CENTRÃO É mais do que evidente que, sob a ótica da economia, as reformas encaminhadas ao Congresso tropeçaram por falta de diálogo e articulação política — apesar de ter virado a casaca ao se alinhar à ala mais fisiológica do chamado Centrão. Como exemplos, a simplificação de tributos e a isenção do Imposto de Renda para trabalhadores quem recebem até cinco salários mínimos nunca saíram do papel. Uma das maiores conquistas reivindicadas pelo governo, a reforma da Previdência foi estruturada entre governo e parlamentares durante a gestão de Michel Temer.

Parte da paralisia nas propostas econômicas se justifica, na visão de especialistas, na centralização do presidente nas tomadas de decisão e na desautorização de seus ministro, inclusive Guedes.

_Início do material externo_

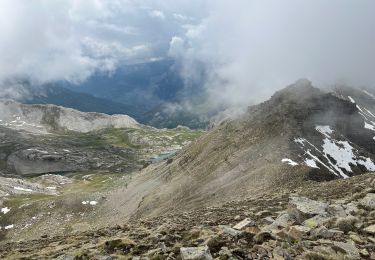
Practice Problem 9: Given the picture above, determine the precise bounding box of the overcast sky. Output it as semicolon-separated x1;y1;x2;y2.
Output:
0;0;375;104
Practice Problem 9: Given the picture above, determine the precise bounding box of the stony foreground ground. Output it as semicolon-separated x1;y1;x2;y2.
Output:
0;174;375;260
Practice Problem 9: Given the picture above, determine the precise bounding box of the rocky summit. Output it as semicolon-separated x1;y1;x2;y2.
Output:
0;80;375;260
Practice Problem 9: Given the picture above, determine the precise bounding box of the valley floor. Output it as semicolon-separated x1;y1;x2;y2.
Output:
0;173;375;259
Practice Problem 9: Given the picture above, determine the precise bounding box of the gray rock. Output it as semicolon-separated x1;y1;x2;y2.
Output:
288;196;328;224
310;226;343;238
333;242;361;260
233;218;255;230
363;224;375;235
220;226;242;237
344;202;359;215
272;213;295;228
180;246;212;260
335;216;359;233
358;193;375;210
327;204;348;217
302;216;331;228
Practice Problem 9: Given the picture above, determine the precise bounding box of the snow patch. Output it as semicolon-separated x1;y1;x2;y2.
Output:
1;207;10;214
281;158;298;166
82;200;98;206
4;224;14;229
294;126;375;178
348;96;355;104
305;158;320;169
362;89;375;99
315;125;333;138
13;187;33;192
365;121;375;131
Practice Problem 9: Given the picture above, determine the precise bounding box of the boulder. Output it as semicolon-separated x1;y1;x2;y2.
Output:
288;196;328;224
358;193;375;210
288;225;311;240
335;216;359;233
310;226;343;238
363;224;375;235
333;242;361;260
233;218;255;230
180;246;213;260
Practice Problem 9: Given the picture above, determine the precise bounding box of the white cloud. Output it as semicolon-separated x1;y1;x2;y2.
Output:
150;10;165;20
170;0;375;105
0;0;206;87
0;0;375;108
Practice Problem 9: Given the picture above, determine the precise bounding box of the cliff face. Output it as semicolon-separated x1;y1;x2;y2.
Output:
0;101;139;133
97;81;375;220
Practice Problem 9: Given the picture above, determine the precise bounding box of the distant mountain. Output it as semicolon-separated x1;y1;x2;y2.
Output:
19;85;139;116
107;80;375;217
2;59;217;128
62;59;201;109
0;98;140;133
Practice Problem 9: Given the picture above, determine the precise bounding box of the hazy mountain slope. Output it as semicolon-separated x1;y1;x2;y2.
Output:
24;85;139;116
0;100;139;132
98;80;375;221
64;60;194;109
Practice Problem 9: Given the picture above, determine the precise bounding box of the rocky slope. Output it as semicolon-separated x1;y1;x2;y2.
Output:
95;80;375;220
0;100;139;133
0;174;375;260
1;80;375;259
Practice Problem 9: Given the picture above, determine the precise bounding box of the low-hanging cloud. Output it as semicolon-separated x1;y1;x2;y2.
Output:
0;0;206;87
169;0;375;105
0;0;375;106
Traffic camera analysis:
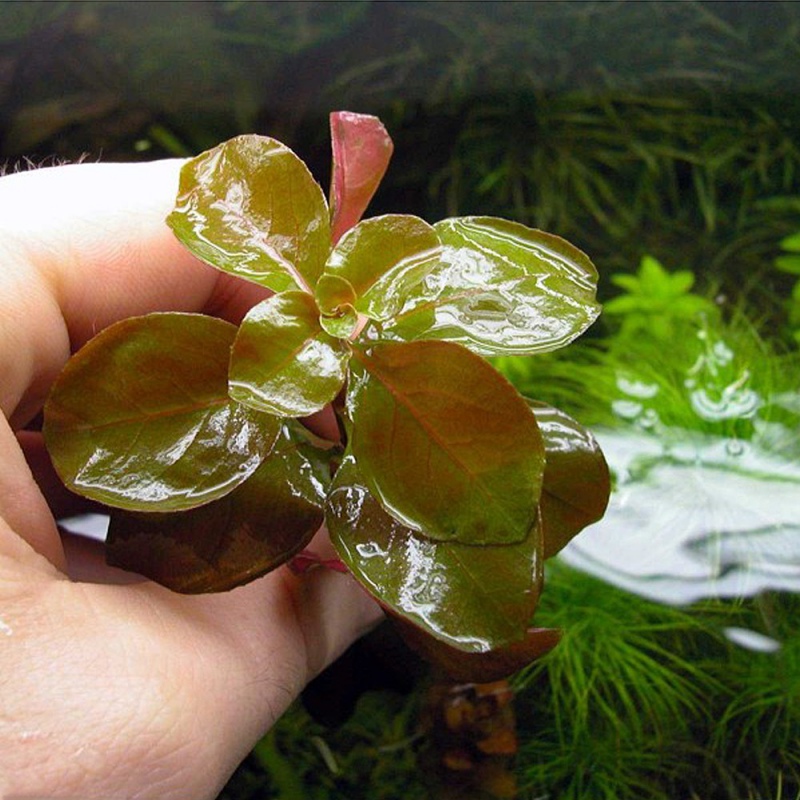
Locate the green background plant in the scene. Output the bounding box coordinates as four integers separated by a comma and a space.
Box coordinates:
0, 0, 800, 800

Mesmo sem a pandemia, nenhuma estatal foi privatizada. Atualmente, há 46 empresas de controle direto da União, além de 152 subsidiárias. Uma das estatais, batizada de NAV Brasil Serviço de Navegação Aérea, foi criada em 2019 por Bolsonaro.

O “choque liberal” delegado ao ministro Paulo Guedes permanece estacionado. A agenda internacional, sob a batuta do chanceler Ernesto Araújo, é marcada por confrontos com potências como China, ataques à Venezuela e críticas a países europeus. Ainda na área internacional, o governo ajudou a afugentar investidores estrangeiros com uma postura de confronto e uma narrativa equivocada na questão ambiental. Agora, com a derrota do aliado Donald Trump nos Estados Unidos e a vitória de Joe Biden, Bolsonaro terá de fazer mudanças na política externa. “Bolsonaro não tem perfil reformista. Sabemos que reformas profundas são construídas tecnicamente, mas é essencial a liderança do presidente”, disse a consultora e economista Zeina Latif, doutora em Economia pela USP.

Na avaliação do professor da Fundação Getulio Vargas (FGV) Sérgio Praça, doutor em Ciência Política e pós-doutor em Administração Pública, o nível de autonomia concedido por Bolsonaro a Guedes faz com que o ministro seja o principal responsável pelos desacertos. “Credito o fracasso mais ao Paulo Guedes do que ao presidente”, disse o professor. “Certamente o presidente poderia ajudar mais, mas vejo que falta habilidade.”